What’s particularly striking about this situation is Postecoglou’s response, which feels almost detached from the immediate emotional turmoil surrounding him. His comments about “nothing surprising me in football anymore” and “the climate we’re in” suggest a man who has accepted the inherent absurdity of his profession. There’s a certain wisdom in this perspective—an understanding that managerial careers in today’s game are often measured in months rather than years, and that public opinion can turn on a single result. Yet there’s also something deeply concerning about a culture where a manager can be written off before he’s had a chance to implement his ideas, before the players have fully grasped his system, before anything resembling a team identity has taken shape.
The irony here is palpable. Postecoglou was brought in precisely because of his reputation for long-term thinking and philosophical consistency. His success at Celtic and his work in Australia were built on clear principles and gradual development. Now he finds himself in an environment where gradual development is treated as a luxury the club cannot afford. The Forest supporters, understandably frustrated by years of instability and underachievement, want immediate solutions to problems that have festered for seasons. Their anger is real and justified, but it’s being directed at a man who represents the very stability they claim to crave.
This situation raises uncomfortable questions about what we expect from modern football managers. Are they miracle workers who can instantly transform struggling teams, or are they architects who need time to build something sustainable? The evidence suggests we want both simultaneously—immediate results and long-term vision, instant success and gradual development. Postecoglou’s insistence that he “really believes in the process” and that Forest aren’t “far away from being the team that can get the results we need” feels like a voice from a different era, one where managers were given seasons rather than weeks to prove their worth.

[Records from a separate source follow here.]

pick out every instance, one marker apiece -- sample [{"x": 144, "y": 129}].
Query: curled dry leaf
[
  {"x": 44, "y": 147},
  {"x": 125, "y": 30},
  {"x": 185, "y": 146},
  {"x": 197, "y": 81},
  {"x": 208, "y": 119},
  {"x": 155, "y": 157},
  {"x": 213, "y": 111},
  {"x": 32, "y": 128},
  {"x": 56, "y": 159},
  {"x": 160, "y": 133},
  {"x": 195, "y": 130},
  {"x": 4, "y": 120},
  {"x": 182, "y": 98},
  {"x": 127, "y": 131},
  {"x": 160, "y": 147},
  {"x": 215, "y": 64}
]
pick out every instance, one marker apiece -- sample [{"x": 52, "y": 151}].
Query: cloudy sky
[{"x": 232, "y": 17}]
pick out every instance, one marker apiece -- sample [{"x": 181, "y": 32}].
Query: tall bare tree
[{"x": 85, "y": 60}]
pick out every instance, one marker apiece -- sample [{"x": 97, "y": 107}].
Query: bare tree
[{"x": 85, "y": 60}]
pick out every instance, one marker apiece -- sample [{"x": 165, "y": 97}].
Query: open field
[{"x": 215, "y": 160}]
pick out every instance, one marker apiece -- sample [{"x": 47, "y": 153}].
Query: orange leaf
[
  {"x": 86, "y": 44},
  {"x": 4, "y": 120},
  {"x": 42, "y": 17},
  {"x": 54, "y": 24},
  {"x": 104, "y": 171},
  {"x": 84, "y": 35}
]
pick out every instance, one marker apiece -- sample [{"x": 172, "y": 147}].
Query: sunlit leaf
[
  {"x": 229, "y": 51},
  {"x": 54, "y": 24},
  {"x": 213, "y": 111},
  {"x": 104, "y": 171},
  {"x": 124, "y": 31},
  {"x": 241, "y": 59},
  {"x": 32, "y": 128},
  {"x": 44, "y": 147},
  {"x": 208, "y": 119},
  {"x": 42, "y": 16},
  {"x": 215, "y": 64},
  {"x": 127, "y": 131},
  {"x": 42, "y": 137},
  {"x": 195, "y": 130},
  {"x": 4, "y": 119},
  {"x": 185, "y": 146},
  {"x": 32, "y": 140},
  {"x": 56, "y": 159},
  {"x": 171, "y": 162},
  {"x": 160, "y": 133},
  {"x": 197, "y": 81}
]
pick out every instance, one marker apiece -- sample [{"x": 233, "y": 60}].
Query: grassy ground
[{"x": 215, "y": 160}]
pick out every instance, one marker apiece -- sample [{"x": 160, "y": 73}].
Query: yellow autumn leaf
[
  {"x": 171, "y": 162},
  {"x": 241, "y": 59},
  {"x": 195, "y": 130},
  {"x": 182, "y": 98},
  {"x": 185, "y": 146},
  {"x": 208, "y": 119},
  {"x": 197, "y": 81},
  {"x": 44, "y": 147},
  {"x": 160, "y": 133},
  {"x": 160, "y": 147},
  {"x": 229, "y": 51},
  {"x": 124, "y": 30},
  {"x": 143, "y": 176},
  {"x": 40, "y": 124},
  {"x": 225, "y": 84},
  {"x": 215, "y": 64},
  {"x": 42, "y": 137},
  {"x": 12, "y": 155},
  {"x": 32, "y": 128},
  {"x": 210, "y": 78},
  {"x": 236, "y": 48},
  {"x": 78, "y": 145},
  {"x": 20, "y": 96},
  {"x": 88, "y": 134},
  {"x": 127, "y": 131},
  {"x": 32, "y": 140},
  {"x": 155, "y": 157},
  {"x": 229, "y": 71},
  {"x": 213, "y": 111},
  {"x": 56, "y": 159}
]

Ultimately, the Postecoglou saga at Nottingham Forest serves as a microcosm of modern football’s identity crisis. We celebrate managers with philosophy and vision, then demand they abandon those principles at the first sign of trouble. We criticize clubs for lacking long-term planning, then call for new managers after a handful of poor results. Postecoglou may well be the wrong man for Forest, but we’ll never know if we don’t give him the time to be the right one. His calm demeanor in the face of early criticism suggests he understands this paradox better than most—that in today’s football, sometimes the bravest thing a manager can do is ignore the noise and trust the process, even when everyone around him has lost faith in both.